Could you also share more details about the setup such as the GPU being used (e.g., is it compute capability >= 8.0 which could be using TF32 for convolutions)?

dshin · March 16, 2023, 3:20pm

It would be helpful if the repro could be isolated to as few layers as possible that show numerical differences.

I added a new file to the above git repo, called full_demo.py, which builds the network from scratch rather than loading a jit-compiled model from disk. In it, you can see the exact architecture of the model. There is no actual training, only evaluation of random input tensors in train-mode to initialize the batch norm layers.

As a bonus, full_demo.py rules out jit as a culprit.

You can specify the number of residual block layers to add to the network by command line:

python full_demo.py 0   # 0 residual blocks, this is as few layers as possible
python full_demo.py 19  # this matches the size of model.pt

When you pass in 19, you get differences of the same order of magnitude (1e-3). When you pass in 0, you get much smaller differences (1e-8).

For completeness, here is the definition of the Net module that represents the resnet:

class ConvBlock(nn.Module):
    def __init__(self, n_input_channels: int, n_conv_filters: int):
        super(ConvBlock, self).__init__()
        self.conv = nn.Conv2d(n_input_channels, n_conv_filters, kernel_size=3, stride=1, padding=1, bias=False)
        self.batch = nn.BatchNorm2d(n_conv_filters)

    def forward(self, x):
        return F.relu(self.batch(self.conv(x)))


class ResBlock(nn.Module):
    def __init__(self, n_conv_filters: int):
        super(ResBlock, self).__init__()
        self.conv1 = nn.Conv2d(n_conv_filters, n_conv_filters, kernel_size=3, stride=1, padding=1, bias=False)
        self.batch1 = nn.BatchNorm2d(n_conv_filters)
        self.conv2 = nn.Conv2d(n_conv_filters, n_conv_filters, kernel_size=3, stride=1, padding=1, bias=False)
        self.batch2 = nn.BatchNorm2d(n_conv_filters)

    def forward(self, x):
        identity = x
        out = F.relu(self.batch1(self.conv1(x)))
        out = self.batch2(self.conv2(out))
        out += identity  # skip connection
        return F.relu(out)


class PolicyHead(nn.Module):
    def __init__(self, n_input_channels: int):
        super(PolicyHead, self).__init__()
        self.conv = nn.Conv2d(n_input_channels, 2, kernel_size=1, stride=1, bias=False)
        self.batch = nn.BatchNorm2d(2)
        self.linear = nn.Linear(84, 7)

    def forward(self, x):
        x = self.conv(x)
        x = self.batch(x)
        x = F.relu(x)
        x = x.view(-1, 84)
        x = self.linear(x)
        return x


class Net(nn.Module):
    def __init__(self, n_res_blocks=19, n_conv_filters=64):
        super(Net, self).__init__()
        self.n_conv_filters = n_conv_filters
        self.n_res_blocks = n_res_blocks
        self.conv_block = ConvBlock(2, n_conv_filters)
        self.res_blocks = nn.ModuleList([ResBlock(n_conv_filters) for _ in range(n_res_blocks)])
        self.policy_head = PolicyHead(n_conv_filters)

    def forward(self, x):
        x = self.conv_block(x)
        for block in self.res_blocks:
            x = block(x)
        return self.policy_head(x),

Could you also share more details about the setup such as the GPU being used (e.g., is it compute capability >= 8.0 which could be using TF32 for convolutions)?

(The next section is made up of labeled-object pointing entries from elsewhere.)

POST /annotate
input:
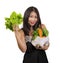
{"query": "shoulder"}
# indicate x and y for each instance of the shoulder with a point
(21, 32)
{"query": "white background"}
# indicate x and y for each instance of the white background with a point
(50, 16)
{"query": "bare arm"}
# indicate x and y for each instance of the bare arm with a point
(19, 34)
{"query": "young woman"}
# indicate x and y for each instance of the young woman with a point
(31, 21)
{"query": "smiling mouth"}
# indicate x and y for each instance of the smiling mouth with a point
(32, 22)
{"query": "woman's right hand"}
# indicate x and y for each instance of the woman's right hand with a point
(16, 28)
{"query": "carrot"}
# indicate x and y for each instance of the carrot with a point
(40, 32)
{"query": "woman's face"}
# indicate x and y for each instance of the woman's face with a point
(32, 18)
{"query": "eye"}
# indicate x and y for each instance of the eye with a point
(31, 16)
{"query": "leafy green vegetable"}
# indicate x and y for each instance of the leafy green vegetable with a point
(45, 32)
(14, 19)
(35, 34)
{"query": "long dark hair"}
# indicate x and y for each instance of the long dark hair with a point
(26, 26)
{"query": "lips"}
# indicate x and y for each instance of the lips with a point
(32, 22)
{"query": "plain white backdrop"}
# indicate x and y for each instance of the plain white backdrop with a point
(50, 16)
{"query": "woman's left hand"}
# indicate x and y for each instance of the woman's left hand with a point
(45, 47)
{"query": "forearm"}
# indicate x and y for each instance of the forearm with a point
(20, 41)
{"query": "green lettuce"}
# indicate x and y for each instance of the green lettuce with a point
(14, 19)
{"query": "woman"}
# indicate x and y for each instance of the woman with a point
(31, 21)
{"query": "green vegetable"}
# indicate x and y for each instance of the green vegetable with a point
(14, 19)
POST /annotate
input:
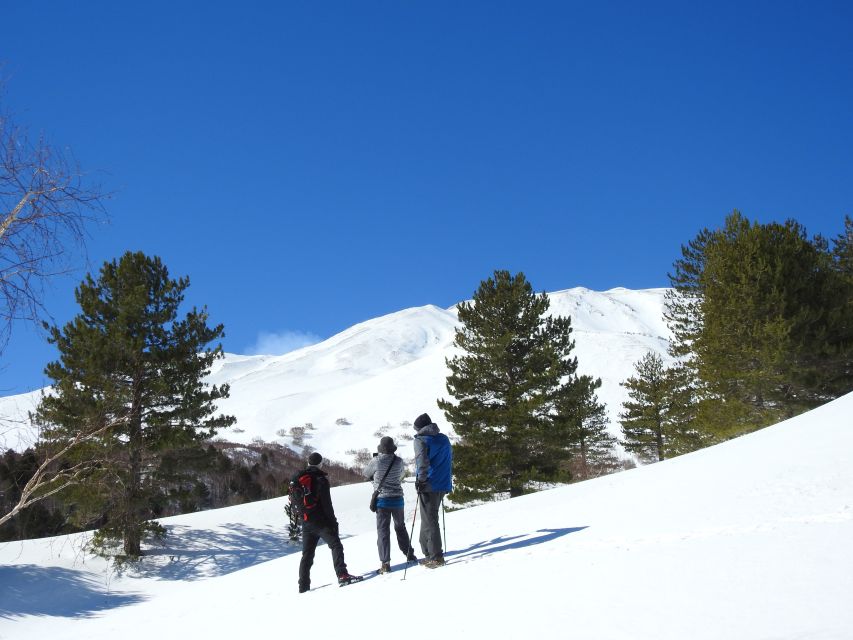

The GPU is an NVIDIA GeForce RTX 3090.

I want to reiterate that I see non-negligible differences even on CPU. They are smaller (1e-7), but I think that such differences are too large to blame on floating point arithmetic issues.

dshin · March 16, 2023, 4:12pm

I added this to the top of full_demo.py:

torch.set_default_dtype(torch.float64)

With that, the diffs shrink from 1e-3 to 1e-16.

So it appears that this is due to floating point error, compounded by the multiple layers of the network.

I am quite surprised that a vanilla network of moderate depth can experience floating point discrepancies as large as 1e-3, but I guess that’s how these things work. For whatever reason, the BatchNorm layers seem particularly susceptible, as replacing them with Identity leads to absolute-zero discrepancies.